RGB-D Based Action Recognition with Light-weight 3D Convolutional Networks
This work addresses computational inefficiency in action recognition models for video analysis, though it appears incremental as it builds on existing 3D-CNNs with parameter reduction.
The paper tackles action recognition by proposing light-weight 3D convolutional networks for RGB-D data, achieving high accuracy such as 93.2% on NTU cross-subject and 95.5% on N-UCLA cross-view.
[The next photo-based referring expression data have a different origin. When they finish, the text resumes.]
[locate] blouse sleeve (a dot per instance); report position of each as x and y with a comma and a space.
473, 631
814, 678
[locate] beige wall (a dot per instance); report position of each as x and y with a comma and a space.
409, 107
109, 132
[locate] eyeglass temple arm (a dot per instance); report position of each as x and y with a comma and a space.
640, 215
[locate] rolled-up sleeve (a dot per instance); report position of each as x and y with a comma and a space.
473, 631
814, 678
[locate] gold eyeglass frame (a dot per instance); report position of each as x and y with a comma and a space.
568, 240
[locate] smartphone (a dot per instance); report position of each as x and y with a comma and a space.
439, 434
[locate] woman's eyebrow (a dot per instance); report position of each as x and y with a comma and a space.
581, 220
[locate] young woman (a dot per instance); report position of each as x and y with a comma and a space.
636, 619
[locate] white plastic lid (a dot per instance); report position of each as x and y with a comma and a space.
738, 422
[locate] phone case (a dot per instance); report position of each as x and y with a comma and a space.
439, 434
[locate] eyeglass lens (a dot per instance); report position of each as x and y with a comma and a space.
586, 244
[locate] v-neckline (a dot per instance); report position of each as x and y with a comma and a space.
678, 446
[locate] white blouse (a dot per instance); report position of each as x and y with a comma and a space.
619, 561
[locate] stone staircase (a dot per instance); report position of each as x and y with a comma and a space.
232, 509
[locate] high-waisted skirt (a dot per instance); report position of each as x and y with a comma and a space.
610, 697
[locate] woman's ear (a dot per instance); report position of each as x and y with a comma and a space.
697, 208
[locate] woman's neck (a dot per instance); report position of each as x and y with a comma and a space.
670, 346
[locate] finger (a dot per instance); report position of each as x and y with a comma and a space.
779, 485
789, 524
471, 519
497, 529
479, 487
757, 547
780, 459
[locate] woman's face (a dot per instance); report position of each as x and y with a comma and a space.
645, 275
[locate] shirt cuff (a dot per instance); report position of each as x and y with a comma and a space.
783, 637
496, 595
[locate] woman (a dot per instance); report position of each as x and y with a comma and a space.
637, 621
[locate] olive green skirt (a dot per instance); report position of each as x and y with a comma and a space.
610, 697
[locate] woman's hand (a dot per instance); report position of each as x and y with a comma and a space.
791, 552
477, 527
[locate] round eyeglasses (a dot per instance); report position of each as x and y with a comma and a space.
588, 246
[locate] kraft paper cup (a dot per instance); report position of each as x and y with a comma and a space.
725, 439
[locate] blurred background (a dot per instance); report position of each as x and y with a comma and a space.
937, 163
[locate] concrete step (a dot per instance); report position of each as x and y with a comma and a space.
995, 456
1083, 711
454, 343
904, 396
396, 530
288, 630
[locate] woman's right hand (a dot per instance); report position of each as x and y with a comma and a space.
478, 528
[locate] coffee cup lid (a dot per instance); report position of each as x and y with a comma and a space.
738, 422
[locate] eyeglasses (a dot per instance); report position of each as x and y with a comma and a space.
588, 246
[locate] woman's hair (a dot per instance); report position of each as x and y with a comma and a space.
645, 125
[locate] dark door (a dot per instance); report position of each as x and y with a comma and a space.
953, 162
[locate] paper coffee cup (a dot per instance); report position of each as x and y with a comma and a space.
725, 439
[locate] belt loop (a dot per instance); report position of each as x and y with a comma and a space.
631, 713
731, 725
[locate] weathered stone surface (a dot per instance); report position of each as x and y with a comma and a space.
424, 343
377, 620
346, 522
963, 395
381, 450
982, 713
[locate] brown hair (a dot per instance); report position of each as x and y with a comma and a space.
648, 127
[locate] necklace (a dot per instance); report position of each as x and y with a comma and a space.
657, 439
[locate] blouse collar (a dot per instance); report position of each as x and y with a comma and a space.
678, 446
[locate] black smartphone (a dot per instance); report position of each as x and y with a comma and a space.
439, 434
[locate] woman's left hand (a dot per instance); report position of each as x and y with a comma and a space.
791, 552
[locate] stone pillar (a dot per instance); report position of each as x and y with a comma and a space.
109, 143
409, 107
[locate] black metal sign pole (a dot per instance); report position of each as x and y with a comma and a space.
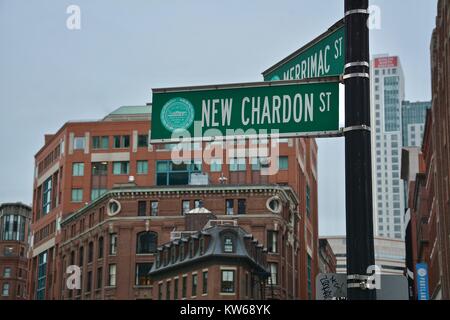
360, 243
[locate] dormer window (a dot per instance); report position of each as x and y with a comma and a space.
158, 260
182, 251
166, 257
228, 244
202, 245
173, 254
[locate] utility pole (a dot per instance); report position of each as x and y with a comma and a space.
358, 163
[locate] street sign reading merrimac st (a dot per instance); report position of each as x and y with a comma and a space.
322, 57
288, 108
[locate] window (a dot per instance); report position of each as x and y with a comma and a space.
237, 164
100, 247
146, 242
121, 142
90, 252
97, 193
169, 173
175, 289
182, 251
121, 168
142, 167
113, 244
202, 245
99, 277
8, 251
194, 285
273, 274
272, 241
160, 291
143, 141
112, 275
81, 257
89, 282
227, 283
142, 208
142, 274
78, 169
79, 143
216, 165
283, 163
228, 246
308, 201
229, 206
309, 271
154, 208
168, 284
186, 206
242, 206
205, 282
191, 248
100, 142
77, 195
184, 287
7, 272
13, 228
5, 290
47, 196
99, 168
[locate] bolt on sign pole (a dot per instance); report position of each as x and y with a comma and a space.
358, 164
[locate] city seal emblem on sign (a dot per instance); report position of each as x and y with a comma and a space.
177, 114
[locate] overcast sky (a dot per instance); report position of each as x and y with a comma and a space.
50, 74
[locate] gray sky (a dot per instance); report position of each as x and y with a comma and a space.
49, 74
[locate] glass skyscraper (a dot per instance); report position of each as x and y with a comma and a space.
413, 122
387, 88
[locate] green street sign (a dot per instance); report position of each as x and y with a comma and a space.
277, 109
322, 57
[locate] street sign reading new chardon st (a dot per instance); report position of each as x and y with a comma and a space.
281, 108
322, 57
Different from RGB videos, depth data in RGB-D videos provide key complementary information for tristimulus visual data which potentially could achieve accuracy improvement for action recognition. However, most of the existing action recognition models solely using RGB videos limit the performance capacity. Additionally, the state-of-the-art action recognition models, namely 3D convolutional neural networks (3D-CNNs) contain tremendous parameters suffering from computational inefficiency. In this paper, we propose a series of 3D light-weight architectures for action recognition based on RGB-D data. Compared with conventional 3D-CNN models, the proposed light-weight 3D-CNNs have considerably less parameters involving lower computation cost, while it results in favorable recognition performance. Experimental results on two public benchmark datasets show that our models can approximate or outperform the state-of-the-art approaches. Specifically, on the RGB+D-NTU (NTU) dataset, we achieve 93.2% and 97.6% for cross-subject and cross-view measurement, and on the Northwestern-UCLA Multiview Action 3D (N-UCLA) dataset, we achieve 95.5% accuracy of cross-view.